Zivilprozess- und Zwangsvollstreckungsrecht für Rechtsreferendare

 

(§§ ohne Gesetzesangabe sind solche der ZPO)                                                                   §§§


 

I. Wesen: Rechtsmittelähnlicher besonderer Rechtsbehelf des Vollstreckungsverfahrens.

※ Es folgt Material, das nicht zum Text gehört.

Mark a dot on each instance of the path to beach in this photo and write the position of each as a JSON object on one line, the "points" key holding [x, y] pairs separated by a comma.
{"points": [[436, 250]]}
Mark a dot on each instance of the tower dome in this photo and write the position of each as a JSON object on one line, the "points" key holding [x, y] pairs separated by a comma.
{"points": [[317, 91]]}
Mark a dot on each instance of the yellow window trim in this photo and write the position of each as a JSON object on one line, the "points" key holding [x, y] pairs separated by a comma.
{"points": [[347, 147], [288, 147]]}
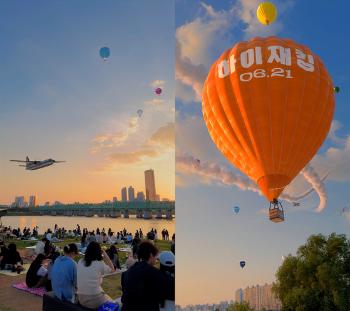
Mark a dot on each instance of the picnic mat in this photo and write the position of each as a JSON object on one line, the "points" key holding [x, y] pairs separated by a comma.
{"points": [[35, 291], [10, 273]]}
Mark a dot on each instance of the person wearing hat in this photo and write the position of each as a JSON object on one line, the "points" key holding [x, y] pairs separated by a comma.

Die Erinnerung ist kein Rechtsmittel, weil kein Devolutiveffekt eintritt.
Mit ihr werden konkrete Vollstreckungsmaßnahmen oder ihr Unterlassen mit der Begründung angefochten,
die Verfahrensvorschriften seien nicht eingehalten worden.
Es gilt wegen der Überprüfung hoheitlichen Handelns der eingeschränkte Amtsermittlungsgrundsatz.

Abgrenzung:

·         materielle Einwendung gegen den Anspruch (Schuldner) --> Vollstreckungsgegenklage, § 767

·         materielle Einwendung gegen die Veräußerung (Dritter) --> Drittwiderspruchsklage, § 771

·         materielle Einwendung vorrangigen Pfandrechts (Dritter) --> Klage auf vorzugsweise Befriedigung, § 805

·         Einwendungen gegen die Klauselerteilung (Schuldner) --> Klauselrechtsbehelf, §§ 795, 732, 768

 

1. Zulässigkeit der Gerichtsvollziehererinnerung

a) Statthaftigkeit

• Gegen jedes auf Zwangsvollstreckung gerichtetes Verhalten des Gerichtsvollziehers.
• Gegen Weigerung des Gerichtsvollziehers, einen Vollstreckungsauftrag durchzuführen.
• Gegen Kostenansatz des Gerichtsvollziehers.
• Gegen Vorpfändung des Gläubigers nach § 845.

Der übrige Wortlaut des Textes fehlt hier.